Stripe, the online payments company which was founded by two Irish brothers Patrick and John Collison, is now worth $36bn after raising $600m in a Series G round.

Stripe was founded in San Francisco 2009 when CEO Patrick Collison was just 22 and his brother John was 19. Prior that the brothers who hail from Nenagh but as teenagers living in Limerick established a start-up in 2007 called Shuppa that later became known as Auctomatic. They sold Auctomatic for $5m when they were just 19 and 17 respectively.

Stripe intends to invest the latest funding in stepping up product development, global expansion and strategic initiatives. In September ThinkBusiness reported how the company had surpassed its 2,000th employee milestone. The company is spearheading its global expansion from its European headquarters in Dublin.

Stripe, which has more than $2bn on its balance sheet and is speculated to be plotting an IPO, provides an on-ramp to the digital economy for businesses around the world. The rate of new businesses going live on Stripe has accelerated since the start of the year, it revealed.

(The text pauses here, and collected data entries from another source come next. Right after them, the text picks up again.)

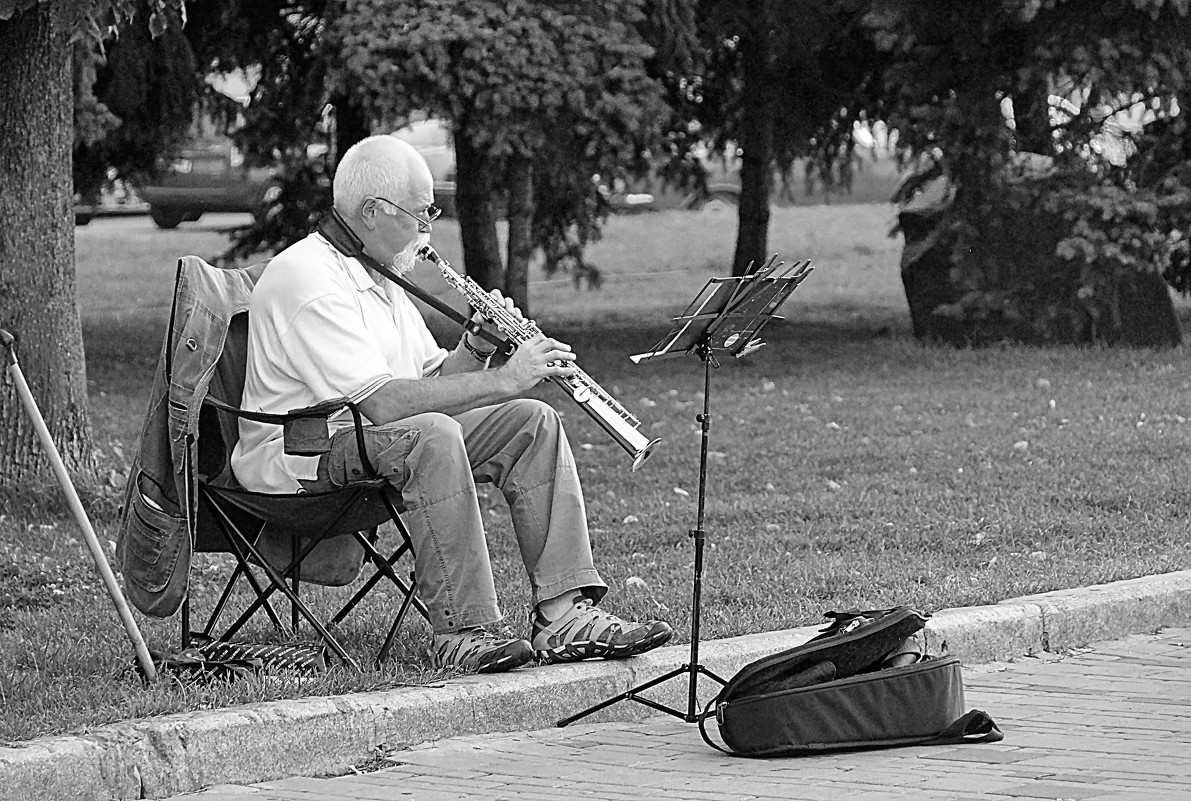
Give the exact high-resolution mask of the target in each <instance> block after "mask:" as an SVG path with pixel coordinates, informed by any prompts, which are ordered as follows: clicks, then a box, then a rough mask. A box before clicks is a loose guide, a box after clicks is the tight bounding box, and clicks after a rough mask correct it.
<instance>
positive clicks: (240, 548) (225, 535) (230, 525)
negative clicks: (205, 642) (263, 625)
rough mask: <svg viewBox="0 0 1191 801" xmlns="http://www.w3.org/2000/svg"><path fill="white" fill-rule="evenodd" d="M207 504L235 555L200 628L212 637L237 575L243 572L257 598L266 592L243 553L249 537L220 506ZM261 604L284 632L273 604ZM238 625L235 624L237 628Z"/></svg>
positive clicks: (259, 597)
mask: <svg viewBox="0 0 1191 801" xmlns="http://www.w3.org/2000/svg"><path fill="white" fill-rule="evenodd" d="M208 505H210V506H211V508H213V509H216V511H217V514H216V522H217V524H218V525H219V530H220V532H223V536H224V539H226V540H227V544H229V545H231V549H232V556H233V557H236V571H235V572H232V576H231V578H230V580H229V582H227V586H226V587H224V592H223V595H222V596H220V599H219V603H217V605H216V608H214V611H213V612H212V613H211V617H210V618H208V619H207V625H206V626H205V627H204V630H202V633H204V634H206V636H208V637H213V632H214V628H216V626H217V625H218V622H219V618H220V617H223V611H224V607H225V606H226V602H227V599H230V597H231V593H232V590H233V589H235V584H236V580H237V578H238V577H239V575H241V574H243V575H244V578H245V580H248V583H249V586H250V587H251V588H252V592H254V593H255V594H256V597H257V599H260V597H261V596H262V595H266V593H264V588H263V587H261V582H260V581H258V580H257V578H256V576H255V575H254V574H252V569H251V567H250V565H249V563H248V557H247V556H245V553H244V547H245V546H247V545H248V544H249V542H250V540H249V538H248V537H245V536H244V532H242V531H241V530H239V527H237V526H236V524H235V522H232V520H231V519H230V518H229V517H227V515H226V514H225V513H224V511H223V509H222V508H219V507H217V506H214V505H213V503H210V501H208ZM262 530H263V526H262ZM260 533H261V532H260V531H258V532H257V536H260ZM263 606H264V612H266V614H268V615H269V620H270V621H272V622H273V627H274V628H276V630H278V631H279V632H282V633H285V631H286V626H285V624H283V622H281V618H279V617H278V613H276V612H275V611H274V609H273V605H272V603H269V602H268V600H266V601H264V603H263ZM252 611H254V612H255V611H256V607H252ZM241 625H243V624H241ZM238 627H239V626H237V628H238ZM232 633H235V632H231V633H225V634H224V638H227V637H231V634H232Z"/></svg>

“People who never dreamt of using the internet to see the doctor or buy groceries are now doing so out of necessity,” said John Collison, president and co-founder of Stripe.

“And businesses that deferred moving online or had no reason to operate online have made the leap practically overnight. We believe now is not the time to pull back, but to invest even more heavily in Stripe’s platform.”